Nohoval Drinks Company Limited
- Trade name: Stonewell Cider; Finnbarra Cider;
- Type: Private
- Industry: Drinks industry
- Founded: 2010; 16 years ago in Nohoval, County Cork, Ireland
- Founder: Daniel Emerson; Geraldine Emerson;
- Area served: Europe
- Products: Cider
- Website: stonewellcider.com

= Stonewell Cider =

Craft brewery in Ireland

The Nohoval Drinks Company, trading in Ireland as Stonewell Cider and internationally as Finnbarra Cider, is a craft cider producer founded in the village of Nohoval, County Cork in Ireland in 2010 by husband and wife Daniel and Géraldine Emerson. Stonewell Cider is distributed by Classic Drinks in Ireland. Though their share of the Irish cider market is small (0.5%), the country is the biggest cider-consumer per capita, and Stonewell is the largest artisan drinks maker in the country.

== History ==
Inspired by Géraldine's father, a wine-maker from the Orleanais province in France, the couple decided to pursue full time traditional cider-making in 2010. In their first year, Stonewell produced 6,000 litres of cider. By 2011, Emerson had tripled production, and tripled it again in 2012. In 2012, Daniel Emerson announced a deal to distribute in Italy via Qualitá Club.

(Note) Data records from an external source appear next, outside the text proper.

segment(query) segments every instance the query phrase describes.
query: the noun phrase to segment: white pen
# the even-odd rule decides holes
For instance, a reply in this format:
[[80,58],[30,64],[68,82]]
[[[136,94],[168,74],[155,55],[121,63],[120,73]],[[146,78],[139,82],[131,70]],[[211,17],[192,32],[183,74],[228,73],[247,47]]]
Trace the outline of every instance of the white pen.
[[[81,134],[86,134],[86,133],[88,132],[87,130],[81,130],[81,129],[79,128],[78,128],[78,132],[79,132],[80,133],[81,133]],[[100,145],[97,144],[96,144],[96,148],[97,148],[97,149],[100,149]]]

The company pressed over 750 tonnes of apples in 2015, resulting in the production of 350,000 litres of cider. The following year the company secured a five-year contract to have its products distributed across France by a subsidiary of Carlsberg; the total volume ordered for the first three years of the deal was equal to Nohoval's total output in 2015.

Post Covid, Stonewell Cider continues to gain popularity. With a product range of 7, including Medium Dry, Dry, 0%, Rós (apple & rhubarb), Sting (apple & botanicals) and Cask (Cider aged in whiskey barrels), it continues to be the cider of choice for many.

2025 saw the release of a limited edition Stonewell Reserve, a blend of grape and apple using grape musk from Geraldine Emersons family vineyard.

== Awards ==
Stonewell has won over 30 awards since its foundation. including Supreme Champion of the 2016 Blas na hÉireann awards, Gold Trophy Winner at the International Cider Awards in 2024 and Premium Champion at SISGA in 2023.